Manfred Thaller gunde ons een blik achter de technische schermen van het transcriptieplatform en aansluitend demonstreerde
André Streicher de nieuwe annotatietool. Tot slot plaatste
Ben Brumfield het project in een internationale context, waarna het hoog tijd werd voor de
people. Daarmee bleken vooral de vrijwilligers te worden bedoeld.
Claire Dejaeger vertelde daarom over haar trotse ervaringen als vrijwilliger in Leuven en
Jan d'Hondt, archivaris van Brugge, ging in op de vrijwilligersprojecten van het Brugse stadsarchief. Als klapstuk kwam
Richard Millington aan het woord, die vooral veel praktische tips gaf voor het motiveren en gemotiveerd houden van vrijwilligers binnen online community's.
Op de tweede dag was dan de
history aan de beurt.
Marika Ceunen,
Geertrui Van Synghel,
Jelle Haemers,
Julie De Groot en Inneke Baatsen gingen repectievelijk in op de inhoud en onderzoeksmogelijkheden van de schepenbankregisters van Leuven, 's-Hertogenbosch, Gent en twee keer Antwerpen. Goed om te horen hoe rijk deze bronnen zijn en hoe prachtig ze kunnen vertellen over het dagelijks leven in vroeger tijden. Maar ook leerzaam om te zien hoe een goede aansluiting bij het onderwijs door archiefinstellingen kan zorgen voor waardevolle onderzoeksprogramma's.

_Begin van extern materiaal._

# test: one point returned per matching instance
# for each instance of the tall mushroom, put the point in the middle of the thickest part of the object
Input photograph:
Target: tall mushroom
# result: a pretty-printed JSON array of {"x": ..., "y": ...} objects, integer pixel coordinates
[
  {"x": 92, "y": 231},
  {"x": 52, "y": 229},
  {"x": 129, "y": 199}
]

Klikken op alle namen van hierboven brengt je tot uitgebreide verslagen van de presentaties. Al met al een interessant colloquium, dat ook stemde tot verder nadenken over het toegankelijk maken, beschikbaar stellen en laten benutten van oudere archieven.
Wat ik vind
Zoals ze het in Leuven aanpakken, dat vind ik mooi. Zeker de nabijheid van een universiteit geeft prachtige mogelijkheden om het schepenbankarchief vanuit allerlei kanten te laten belichten en onderzoeken. Bij de ontsluiting is rekening gehouden met manieren waarop de bron zo goed mogelijk toegankelijk kan worden gemaakt, vooral met het oog op de specifieke doelgroep van (wetenschappelijke) onderzoekers. Ook de wijze waarop vrijwilligers worden ingezet verdient respect. Iedereen kan daarvan leren.
Wat ik betwijfel
Toch heb ik ook wel wat twijfels. Zo is er in het hele proces van ontsluiten van de bron wel erg veel moderatie en controle. Ik denk, dat met wat minder controle er meer snelheid in het ontsluiten is te bereiken, zonder de kwaliteit van die ontsluiting zogezegd in gevaar te brengen. Leuven zou zichzelf in mijn ogen tekort doen, als ze niet zou experimenteren daarmee. Ik denk in dit verband ook aan de Franse ervaringen met
tagging, zoals eerder beschreven (zie het verslag over de annotatietool).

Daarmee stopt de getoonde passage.